A week ago, I placed six nearly ripened tomatoes on the window sill. Yesterday, as I prepared to can my first batch of tomatoes I grabbed one of the Romas off the sill. It disintegrated into mush in my grasp and exploded into hundreds of flies. All around me, this swarm of Drosophila mocked my every move. I checked, but couldn’t see, whether these guys were mutants or the wildtypes. Either way, I realized the 2008 battle with the fruit flies was officially on.
So, how do you combat them if you don’t want to use chemicals (a much worse problem than the basically harmless fruit fly, in my opinion)? Well, you first must realize that these flies will be attracted to almost any type of food they can dance their thorax on. I blamed the tomatoes in the window, but they could have just as easily been attracted to my bucket of food scraps I give the pigs and chickens at the end of the day or even the wet dish towel I leave lying around. Knowing that, by keeping food processed, covered, stored or disposed, I can help eliminate larval breeding grounds. The flies generally do not pose a health issue to humans, other than stress. Around August and on through October, the flies are at peak population. Once colder weather hits, I let our house get cold and this does seem to help decrease the amount of flies about the house.
As a canner, a gardener or just the simple fact I like fresh fruit & veggies in the house, I will never be completely free of this pesky organism, but if I have to I will resort to my Plan B to keep from feeling overran by Drosophila during the canning season. I will not, however, resort to poisons. Here is a simple fruit fly trap I build using one of my extra quart Mason jars (extra? What extra?!) I will share with you my secret fruit fly defense mechanism.
Find a Mason jar and paint the top third black (or cover it with paper). Coat the inside of the jar with honey, syrup or vegetable oil. Invert the jar over bait such as crushed tomatoes on a used canning lid or some other repurposed object. Rest the jar upside down on two blocks of wood to allow flies space enough to feed on the bait. After leaving the bait, they will fly upwards to the lighter portion of the jar. The sticky substance traps and kills them! The trap will lose its stickiness or fill up with flies and must have the honey or oil reapplied every 30 days or so. Also, you’ll want to replace the rotting vegetable or fruit (bait) as needed.

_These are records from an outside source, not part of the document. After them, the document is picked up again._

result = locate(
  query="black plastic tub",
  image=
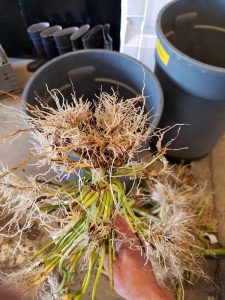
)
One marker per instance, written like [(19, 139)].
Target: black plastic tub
[(190, 65), (91, 71)]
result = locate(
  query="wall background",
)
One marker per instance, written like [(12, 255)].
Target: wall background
[(138, 22)]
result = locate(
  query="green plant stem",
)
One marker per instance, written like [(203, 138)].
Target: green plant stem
[(145, 214), (99, 271), (111, 281)]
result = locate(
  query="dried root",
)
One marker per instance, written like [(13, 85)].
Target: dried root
[(103, 133), (164, 208)]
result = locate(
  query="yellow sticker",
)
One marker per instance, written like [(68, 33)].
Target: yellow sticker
[(163, 55)]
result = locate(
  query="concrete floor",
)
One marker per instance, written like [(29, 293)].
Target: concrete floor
[(211, 168)]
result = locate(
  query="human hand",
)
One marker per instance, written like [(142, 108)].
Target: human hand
[(134, 279)]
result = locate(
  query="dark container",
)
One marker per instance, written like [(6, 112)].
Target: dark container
[(34, 32), (48, 41), (76, 37), (62, 39), (190, 65), (91, 71)]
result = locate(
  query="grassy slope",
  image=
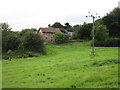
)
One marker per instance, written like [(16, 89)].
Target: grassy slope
[(65, 66)]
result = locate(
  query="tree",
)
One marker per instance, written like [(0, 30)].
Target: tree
[(101, 33), (60, 38), (34, 42), (112, 21), (68, 27), (57, 25), (85, 31), (10, 40)]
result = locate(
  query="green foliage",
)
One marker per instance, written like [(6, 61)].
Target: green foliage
[(68, 27), (85, 31), (112, 21), (101, 33), (10, 40), (60, 38), (34, 42), (57, 25)]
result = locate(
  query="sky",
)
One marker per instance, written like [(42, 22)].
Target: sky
[(22, 14)]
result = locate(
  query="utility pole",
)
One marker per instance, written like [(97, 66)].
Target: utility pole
[(93, 31)]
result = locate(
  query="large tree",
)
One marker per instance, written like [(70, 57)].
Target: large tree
[(112, 21)]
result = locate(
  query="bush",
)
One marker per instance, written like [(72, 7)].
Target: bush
[(111, 42), (101, 33), (10, 41), (34, 42), (60, 38)]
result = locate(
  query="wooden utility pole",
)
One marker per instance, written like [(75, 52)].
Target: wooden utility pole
[(93, 32)]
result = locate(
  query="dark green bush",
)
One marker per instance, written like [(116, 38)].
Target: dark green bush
[(101, 33), (60, 38), (111, 42), (10, 41)]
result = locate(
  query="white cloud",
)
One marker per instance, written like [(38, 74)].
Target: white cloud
[(39, 13)]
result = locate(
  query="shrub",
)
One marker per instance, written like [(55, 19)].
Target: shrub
[(101, 33), (34, 42), (111, 42), (60, 38), (10, 42)]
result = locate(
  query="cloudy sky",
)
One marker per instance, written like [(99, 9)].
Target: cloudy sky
[(21, 14)]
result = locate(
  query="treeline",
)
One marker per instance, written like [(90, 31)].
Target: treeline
[(107, 29), (27, 43)]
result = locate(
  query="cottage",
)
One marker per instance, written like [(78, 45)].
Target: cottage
[(48, 33)]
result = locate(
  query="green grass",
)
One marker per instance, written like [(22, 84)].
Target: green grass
[(65, 66)]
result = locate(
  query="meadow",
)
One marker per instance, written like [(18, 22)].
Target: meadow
[(69, 65)]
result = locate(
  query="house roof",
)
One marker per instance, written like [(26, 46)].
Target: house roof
[(50, 29)]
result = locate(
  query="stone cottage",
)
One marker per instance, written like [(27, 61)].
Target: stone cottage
[(47, 33)]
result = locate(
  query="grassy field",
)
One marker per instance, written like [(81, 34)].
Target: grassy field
[(65, 66)]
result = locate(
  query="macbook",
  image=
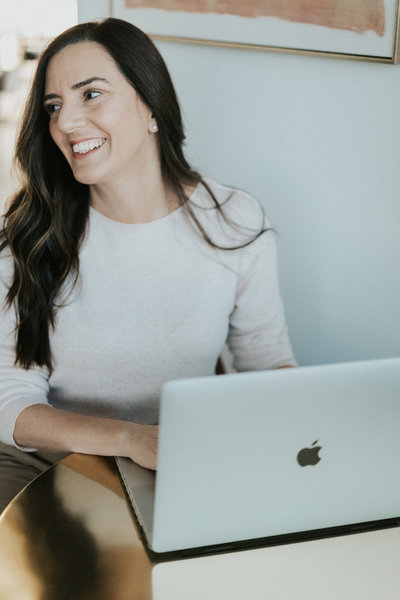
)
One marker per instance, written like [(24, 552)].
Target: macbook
[(260, 458)]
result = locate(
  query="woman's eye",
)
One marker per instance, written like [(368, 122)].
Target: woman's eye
[(90, 94), (51, 108)]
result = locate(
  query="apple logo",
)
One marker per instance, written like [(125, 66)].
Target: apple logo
[(309, 456)]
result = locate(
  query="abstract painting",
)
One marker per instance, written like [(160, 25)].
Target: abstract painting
[(359, 28)]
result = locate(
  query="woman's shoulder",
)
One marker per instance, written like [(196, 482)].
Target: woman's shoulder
[(230, 210)]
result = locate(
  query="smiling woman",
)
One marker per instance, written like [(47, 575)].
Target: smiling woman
[(120, 266)]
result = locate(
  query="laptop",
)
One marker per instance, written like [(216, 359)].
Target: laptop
[(251, 459)]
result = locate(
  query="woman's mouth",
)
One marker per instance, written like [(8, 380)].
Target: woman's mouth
[(81, 149)]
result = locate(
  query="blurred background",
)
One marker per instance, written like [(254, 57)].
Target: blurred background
[(25, 28)]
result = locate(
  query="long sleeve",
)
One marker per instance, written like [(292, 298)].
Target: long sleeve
[(19, 388), (258, 337)]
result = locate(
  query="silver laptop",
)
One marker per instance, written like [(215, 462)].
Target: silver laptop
[(267, 457)]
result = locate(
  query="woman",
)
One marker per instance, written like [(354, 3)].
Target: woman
[(120, 267)]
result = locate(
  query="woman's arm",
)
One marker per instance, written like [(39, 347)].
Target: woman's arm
[(47, 428)]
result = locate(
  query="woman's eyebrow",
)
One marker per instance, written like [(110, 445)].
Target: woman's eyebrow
[(76, 86)]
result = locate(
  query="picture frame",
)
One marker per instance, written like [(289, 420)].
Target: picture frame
[(353, 29)]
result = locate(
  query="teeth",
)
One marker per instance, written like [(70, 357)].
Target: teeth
[(85, 147)]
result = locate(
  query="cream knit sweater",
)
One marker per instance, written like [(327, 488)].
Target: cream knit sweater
[(154, 302)]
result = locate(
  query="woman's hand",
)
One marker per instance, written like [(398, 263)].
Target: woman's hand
[(141, 444), (46, 428)]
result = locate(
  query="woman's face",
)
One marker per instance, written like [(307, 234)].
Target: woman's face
[(97, 119)]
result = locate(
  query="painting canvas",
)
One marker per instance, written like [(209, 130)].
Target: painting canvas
[(360, 28)]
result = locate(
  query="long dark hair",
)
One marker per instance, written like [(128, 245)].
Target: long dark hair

Illustration from Ohio State University Extension Fact Sheet HYG-2109-97
If you really want to get sassy with science thing, you can count how many wildtypes (red-eyed) vs. mutants (any other color eyes) you have in the jar and figure out what alleles are dominant in your fruit fly population. However, be forewarned, not only is this tedious chore, but it may also get you labeled as a freaky biology-loving geek!